Era o sinal que ela aguardava, com um sorriso dissimulado o chamou para a casa dela e ele não hesitou, passaram pelo terminal Guadalupe, ela tropeçando nos saltos, ele eufórico... sentiram um cheiro forte de urina ao passar por uma fileira de mendigos pedintes deitados na calçada... riram disso também. No ônibus ela tirou os sapatos que lhe feriam os pés... eram dois adolescentes sob os olhares reprovadores da platéia.

A casa era bonita, grande, ele estranhou o fato de ter um carro na garagem, já que vieram de ônibus... o efeito do álcool estava passando e ele começou a desconfiar de tudo, dentro da casa ela assumiu novamente a postura séria e ofereceu-lhe uma bebida estranha.

- Não, obrigado, não quero mais beber, não tenho o costume, sabe.

Ela aproximou-se de seu ouvido e lhe tocou a parte interna da coxa.

- Beba, não vai se arrepender.

E ele bebeu, tinha um gosto doce e amargo ao mesmo tempo, em poucos segundos começou a sentir-se tonto e tudo foi tornando-se escuro... ela sorria satisfeita...
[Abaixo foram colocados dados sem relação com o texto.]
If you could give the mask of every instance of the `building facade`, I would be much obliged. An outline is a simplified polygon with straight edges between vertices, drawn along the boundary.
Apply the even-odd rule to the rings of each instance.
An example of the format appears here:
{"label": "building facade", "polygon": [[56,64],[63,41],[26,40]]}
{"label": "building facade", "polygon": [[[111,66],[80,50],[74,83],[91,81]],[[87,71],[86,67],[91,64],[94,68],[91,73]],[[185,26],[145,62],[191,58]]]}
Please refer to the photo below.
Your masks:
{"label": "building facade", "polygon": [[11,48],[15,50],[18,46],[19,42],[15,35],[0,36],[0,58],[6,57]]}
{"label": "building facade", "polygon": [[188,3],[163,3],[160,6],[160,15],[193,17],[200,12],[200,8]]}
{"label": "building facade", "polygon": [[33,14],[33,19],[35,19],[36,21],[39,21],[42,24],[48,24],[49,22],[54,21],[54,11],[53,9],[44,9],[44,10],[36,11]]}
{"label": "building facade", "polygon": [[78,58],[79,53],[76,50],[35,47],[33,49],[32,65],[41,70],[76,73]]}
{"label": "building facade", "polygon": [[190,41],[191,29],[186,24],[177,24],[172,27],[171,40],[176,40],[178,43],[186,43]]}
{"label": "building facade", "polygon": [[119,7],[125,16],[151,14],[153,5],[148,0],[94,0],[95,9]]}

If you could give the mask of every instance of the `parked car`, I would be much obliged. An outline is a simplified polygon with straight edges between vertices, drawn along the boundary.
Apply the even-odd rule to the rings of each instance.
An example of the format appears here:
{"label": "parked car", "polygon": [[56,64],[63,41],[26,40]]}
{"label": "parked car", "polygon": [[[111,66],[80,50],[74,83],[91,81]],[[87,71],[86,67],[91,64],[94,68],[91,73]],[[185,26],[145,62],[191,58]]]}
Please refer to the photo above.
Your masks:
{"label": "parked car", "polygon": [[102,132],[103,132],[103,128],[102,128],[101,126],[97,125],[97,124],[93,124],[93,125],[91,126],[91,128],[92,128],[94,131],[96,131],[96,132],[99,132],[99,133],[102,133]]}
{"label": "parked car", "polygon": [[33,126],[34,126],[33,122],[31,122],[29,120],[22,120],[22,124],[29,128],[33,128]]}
A consciência lentamente foi retornando e ele com a visão ainda turva, percebeu que algo estava errado. Amarrado com os braços abertos, mal podia se mexer, a sua frente uma luz forte iluminando uma cadeira... ela estava lá, de costas para ele, sentada com as pernas abertas envolvidas em uma meia calça de renda preta, ele ainda tentava entender quando ela se virou, usava um espartilho, calcinha fio-dental e cinta liga preta... e uma máscara que imitava uma face branca com lágrimas negras.

Ele tentou perguntar o que estava havendo, mas sua língua estava torpe, só conseguia gemer, ela percebendo que ele havia acordado ligou a música... clássica... nona sinfonia de Beethoven, e começou o show. Dançava sem pudores sobre a cadeira posicionada no centro do quarto, ele tentava se situar, percebeu que o cubículo não tinha janelas, foi quando notou algo que o transportou para o universo de terror e ele entendeu qual era seu destino... as paredes estavam cobertas por fotos... fotos de garotos como ele, mortos, mutilados, banhados em sangue e com olhares perdidos na dor.

Tentava desesperadamente se soltar enquanto rolava a música que deixava mais macabra a cena... como em um pesadelo. Ela esbanjava sensualidade enquanto dançava loucamente, lasciva para a platéia inexistente... uma de suas mãos estava quase solta quando percebeu ela em sua direção... segurou seu rosto com força...

Pegou um martelo e alguns pregos que estavam por perto, apertou a corda frouxa dos braços, colocou o prego no centro da mão direita dele... e bateu o martelo... a dor atingiu seu sistema nervoso tão intensamente que ele quase perdeu os sentidos. Ela batia em seu rosto e sempre perguntava se ele estava se divertindo, ele não podia ver o rosto dela por causa da macabra máscara branca, mas ele sabia que ela estava sorrindo, ele podia sentir isso, apesar da dor. Ela passou a mão ao longo do outro braço, a mão dele estava fechada com tanta força que as veias saltavam na pele.

- Abre!

Ele sentia-se perdido, desesperado, negava com a cabeça e chorava compulsivamente.

- Se não abrir eu tiro de você algo pelo qual acho que se importa mais. – deslizou a mão pelo tórax dele, do peito até a barriga, descendo... descendo. Ele relutante abriu a mão esquerda, ela colocou cuidadosamente o prego no centro... e bateu o martelo... uma, duas, três vezes. Ele gritou, chorou, implorou, mas ela se divertia com aquilo, sentia prazer, se excitava.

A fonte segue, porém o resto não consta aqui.